Former Vice President Joe Biden spoke to a group of world leaders at the Munich Security Conference on February 16, stressing the danger of what he called “foreign election interference.” The former vice president is often mentioned as a possible Democratic candidate for the presidency in 2020, and his appearance in Munich led to questions about whether he is ready to toss his hat in the ring. You can watch Biden’s speech — and his Q and A with reporters afterwards — here.
Biden told the audience that “foreign election interference is not only a serious threat to our institutions, I believe it’s a serious threat to our national security. It impacts democracy in Europe, and it impacts on my country, the United States.”

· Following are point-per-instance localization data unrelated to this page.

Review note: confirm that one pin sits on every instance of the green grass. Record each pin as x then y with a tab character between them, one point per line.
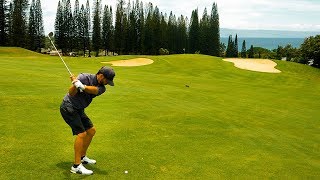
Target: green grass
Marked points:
230	123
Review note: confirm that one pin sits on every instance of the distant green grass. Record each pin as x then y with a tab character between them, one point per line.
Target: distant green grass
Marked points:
229	123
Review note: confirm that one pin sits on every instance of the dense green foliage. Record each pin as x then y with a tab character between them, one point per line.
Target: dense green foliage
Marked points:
227	123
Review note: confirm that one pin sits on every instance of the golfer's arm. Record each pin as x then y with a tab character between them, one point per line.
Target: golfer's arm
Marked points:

Biden placed the blame squarely on Russia, saying, “Authoritarian egimes led by Russia are actively seeking to interfere in our open, diverse, and democratic societies to try to change outcomes of our democratic elections, and we can’t allow that to happen.”
The former vice president turned to the Irish poet William Butler Yeats, quoting from Yeats’ “Easter 1916” to explain the damage caused by electoral interference. “All changed, changed utterly: A terrible beauty is born,” Biden said, quoting from the poem. More prosaically, Biden said that the aim of foreign election interference is to “divide us” and to create dissent and division.
Afterwards, Biden faced questions from reporters — many of them with US-based media — who wanted to know how his speech related to the US. The former vice president was also asked whether he plans to run for the democratic nomination for the presidency in 2020. Biden said that he looked forward to seeing conference attendees sign a pledge to help prevent foreign interference in elections. But he evaded questions about whether he had plans to run for president in 2020. Instead, he smiled and said, “I have an announcement. If I were a candidate, I would sign this pledge.”
Biden later added that he hoped to make a decision soon about whether he would run in 2020. “I haven’t reached a decision,” Biden told journalists at the conference. “I’m in the process of doing that, and I will in the near term let everyone know what that decision is.”